Public Transportation

“Public transit” or “mass transportation” typically covers public buses, passenger railways, light rail lines, and other common carriers, as well as publicly owned taxicabs, limousines, boats, vans, trucks and other vehicles that carry members of the general public for public purposes. Federal transportation laws prohibit smoking on vehicles such as interstate buses, while state and local laws regulate smoking on mass transit vehicles within their jurisdictions. Mass transit passenger railroads have their own smoking policies.

Note: The federal government prohibits smoking on all U.S. airline flights arriving in or departing from the United States. 49 U.S.C. § 41706(a); 14 C.F.R. § 252.3.


Select Legislation

Federal laws

  • The U.S. Department of Transportation prohibits smoking on all buses transporting passengers in interstate service, with the exception of charter carriers.
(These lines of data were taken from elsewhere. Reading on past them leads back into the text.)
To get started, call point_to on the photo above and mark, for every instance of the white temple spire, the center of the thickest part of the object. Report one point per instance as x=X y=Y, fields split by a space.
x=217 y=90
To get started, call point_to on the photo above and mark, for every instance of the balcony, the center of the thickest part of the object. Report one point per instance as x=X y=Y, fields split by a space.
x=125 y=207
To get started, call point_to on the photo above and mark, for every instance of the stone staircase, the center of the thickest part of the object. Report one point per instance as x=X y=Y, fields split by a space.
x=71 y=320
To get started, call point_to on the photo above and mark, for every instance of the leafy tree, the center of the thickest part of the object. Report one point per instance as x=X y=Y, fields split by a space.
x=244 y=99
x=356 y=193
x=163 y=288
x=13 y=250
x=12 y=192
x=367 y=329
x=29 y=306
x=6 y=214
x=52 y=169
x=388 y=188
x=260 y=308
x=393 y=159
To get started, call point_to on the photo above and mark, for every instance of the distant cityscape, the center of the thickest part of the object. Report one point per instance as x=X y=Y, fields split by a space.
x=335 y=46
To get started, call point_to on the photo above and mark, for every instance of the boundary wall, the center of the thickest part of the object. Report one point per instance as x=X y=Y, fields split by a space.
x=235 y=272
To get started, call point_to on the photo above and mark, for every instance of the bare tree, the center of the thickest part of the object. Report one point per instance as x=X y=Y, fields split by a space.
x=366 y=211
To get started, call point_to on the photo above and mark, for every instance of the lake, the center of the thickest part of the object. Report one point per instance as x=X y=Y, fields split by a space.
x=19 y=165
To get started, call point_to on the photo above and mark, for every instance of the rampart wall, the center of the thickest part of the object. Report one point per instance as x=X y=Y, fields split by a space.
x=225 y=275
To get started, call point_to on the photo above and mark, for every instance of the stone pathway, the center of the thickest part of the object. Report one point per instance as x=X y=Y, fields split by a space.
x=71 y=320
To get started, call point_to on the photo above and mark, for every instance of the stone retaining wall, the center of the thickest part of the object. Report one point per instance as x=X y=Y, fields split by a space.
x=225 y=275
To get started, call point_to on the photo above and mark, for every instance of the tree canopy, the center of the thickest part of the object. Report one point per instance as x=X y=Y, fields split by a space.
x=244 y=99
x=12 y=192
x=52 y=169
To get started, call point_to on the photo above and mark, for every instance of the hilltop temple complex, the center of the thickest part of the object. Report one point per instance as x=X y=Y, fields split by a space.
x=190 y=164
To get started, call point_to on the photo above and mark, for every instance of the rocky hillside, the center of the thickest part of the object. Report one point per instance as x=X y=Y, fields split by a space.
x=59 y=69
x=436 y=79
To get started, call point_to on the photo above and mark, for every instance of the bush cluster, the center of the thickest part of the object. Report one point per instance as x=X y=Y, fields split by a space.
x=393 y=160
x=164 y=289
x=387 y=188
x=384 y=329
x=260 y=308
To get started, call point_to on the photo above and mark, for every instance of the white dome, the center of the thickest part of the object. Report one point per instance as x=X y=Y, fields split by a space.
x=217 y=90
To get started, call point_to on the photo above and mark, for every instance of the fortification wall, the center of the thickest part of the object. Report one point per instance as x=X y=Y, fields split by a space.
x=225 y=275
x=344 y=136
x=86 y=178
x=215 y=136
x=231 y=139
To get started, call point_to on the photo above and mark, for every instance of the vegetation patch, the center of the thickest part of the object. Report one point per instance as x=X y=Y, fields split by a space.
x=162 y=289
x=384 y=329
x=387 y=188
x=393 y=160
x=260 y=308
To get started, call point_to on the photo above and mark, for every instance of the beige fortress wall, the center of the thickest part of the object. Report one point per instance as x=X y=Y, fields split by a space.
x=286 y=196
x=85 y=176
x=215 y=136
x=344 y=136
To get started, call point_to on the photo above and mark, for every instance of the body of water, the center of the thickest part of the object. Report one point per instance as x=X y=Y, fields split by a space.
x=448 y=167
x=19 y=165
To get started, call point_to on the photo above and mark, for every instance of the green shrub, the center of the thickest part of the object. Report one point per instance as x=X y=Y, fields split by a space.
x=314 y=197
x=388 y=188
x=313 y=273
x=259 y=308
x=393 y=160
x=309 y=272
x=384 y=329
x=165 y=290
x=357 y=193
Violators are subject to a penalty of $550. 49 C.F. R. § 374.201.

Select state laws and provisions

  • Minnesota’s Clean Indoor Air Act prohibits smoking on public transportation, which includes light and commuter rail transit; buses; enclosed bus and transit stops; taxis, vans, limousines, and other for-hire vehicles other than those operated by the lessee; and ticketing, boarding, and waiting areas in public transportation terminals.

Select policies

  • National Railroad Passenger Corporation (Amtrak). All Amtrak trains, Thruway buses and stations are non-smoking, with exception of the Auto Train, where passengers may smoke in a designated, enclosed smoking room located on the lower level of the Lounge Car. State or local laws may prohibit smoking on station platforms.